Иеронимитский священник, назавтра прискакавший из Фуа совершить погребальную мессу, оказался тем самым, что давным-давно — в том веке, когда Аймер был жив и Антуан ничего толком не знал о жизни и смерти — принимал их обоих в Сен-Волюсьене. Этот пожилой властный человек каким-то таинственным образом тоже чувствовал новую власть Антуана, давая ему всем распоряжаться и даже не замечая этого. Вместе с ним прибыли и работники, за муниципальные (читай — байлевы) деньги поднявшие храмовую плиту для погребения; Аймера положили у самого алтаря, перед алтарной преградой, выбив простую надпись: «Hic jacet…. OP… Sacerdos»[13]. Антуан в своем белом хабите был сразу везде и повсюду, он руководил работниками, кадил, указывал священнику, где что хранится в храме, улыбался, говорил о жизни вечной, убеждал байля, что невиновным не следует бояться епископального суда, обещал похлопотать о назначении нового кюре, обосновывал невозможность погребения убежденного еретика Бермона на приходском кладбище… Отлично держитесь, брат, сказал ему отец Жоакен — и встретил в ответ недоуменный взгляд, широкий и спокойный, небывалый для Антуана и такой обычный для Аймера: а как же иначе?
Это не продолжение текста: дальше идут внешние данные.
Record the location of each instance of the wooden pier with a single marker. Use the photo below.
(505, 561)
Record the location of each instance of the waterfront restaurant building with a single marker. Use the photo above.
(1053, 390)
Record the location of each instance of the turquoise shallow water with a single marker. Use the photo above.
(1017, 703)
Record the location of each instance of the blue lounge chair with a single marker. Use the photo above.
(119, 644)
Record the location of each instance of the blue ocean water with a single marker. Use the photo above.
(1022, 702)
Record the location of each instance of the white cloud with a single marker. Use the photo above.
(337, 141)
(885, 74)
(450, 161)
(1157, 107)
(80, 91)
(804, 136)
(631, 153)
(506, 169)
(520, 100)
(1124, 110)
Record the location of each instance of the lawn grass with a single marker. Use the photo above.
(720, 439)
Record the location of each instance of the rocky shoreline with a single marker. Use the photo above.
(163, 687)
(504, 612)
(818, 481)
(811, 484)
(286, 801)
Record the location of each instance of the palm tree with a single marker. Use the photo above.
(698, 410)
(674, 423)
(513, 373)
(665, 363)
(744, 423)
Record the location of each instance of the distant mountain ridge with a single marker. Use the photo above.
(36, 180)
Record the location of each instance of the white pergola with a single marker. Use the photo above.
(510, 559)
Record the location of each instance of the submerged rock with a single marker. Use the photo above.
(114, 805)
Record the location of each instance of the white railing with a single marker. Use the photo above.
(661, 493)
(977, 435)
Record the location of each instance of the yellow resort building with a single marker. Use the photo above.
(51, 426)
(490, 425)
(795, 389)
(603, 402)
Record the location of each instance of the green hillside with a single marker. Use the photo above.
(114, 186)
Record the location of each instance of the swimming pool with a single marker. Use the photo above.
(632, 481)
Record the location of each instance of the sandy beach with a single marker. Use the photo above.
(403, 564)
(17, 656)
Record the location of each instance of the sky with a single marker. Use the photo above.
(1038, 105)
В пятницу похоронили Аймера; в воскресенье вечером, выбираясь из повозки Брюниссанды со стороны бурга, Аймер при виде красных ворот Жакобена на миг снова сделался прежним собой — вечно младшим. Радость при виде дома обрисовала в сердце его рваную дыру, дыру в форме Аймера — и совершенно детское горе вызывала мысль, что нужно рассказать обо всем Гальярду. Погруженный в собственный страх, он даже не заметил, с каким волнением бросился к нему брат-сотрудник, бывший при воротах; как сразу же и странно, будто с осторожностью, всплыло имя Гальярда. Но изумление Аймеровой смерти было еще так сильно, что менее гигантских изменений Антуан попросту был неспособен заметить. Свою ношу — весть о смерти — он нес перед собой, как налитый до краев таз после кровопускания, и боялся расплескать раньше, чем донесет. Единственное, на что его хватило, — это попросить Брюниссанду с супругом подождать, пока за ними не придут проводить их в жакобенский оспиталь. Только когда он по привычке свернул направо, в северный клуатр, но был перехвачен сотрудником и направлен в другую сторону, к часовне больных и лазарету, — Антуан начал что-то понимать. Насколько плохо, шепотом спросил он — и неопределенный жест вкупе с ничего не значащими словами — так, мол, и так, — сказал ему больше самого твердого ответа — очень плохо.
Однако все равно он оказался не готов — несмотря на понимание — не готов полностью, потому что невозможно быть готовым к такому Гальярду. К Гальярду, оказавшемуся в этот день единственным насельником лазарета: его руки, лежащие поверх покрывала, уже были руками мертвого, словно душа уходила из него постепенно, задерживаясь еще в лице и в быстро вздымавшейся груди, как мешкает человек в дверях. Улыбка Гальярда, обращенная к Антуану — «О, наконец» — была улыбкой совершенного облегчения. Силясь и не умея сглотнуть, Антуан с перекрытым, словно тряпками заложенным горлом прошел через лазарет — как милю преодолел. Желтый, худой, с навсегда сощуренным со дня удара левым глазом его отец только улыбался, не тратил на слова почти иссякшие силы; и Антуан с ужасом понимал, что не должен плакать, ни за что не позволит себе этого — но уже плачет, да еще как плачет — лицо Гальярда размазывается дождем по стеклу, и Антуан тут ничего не может поделать.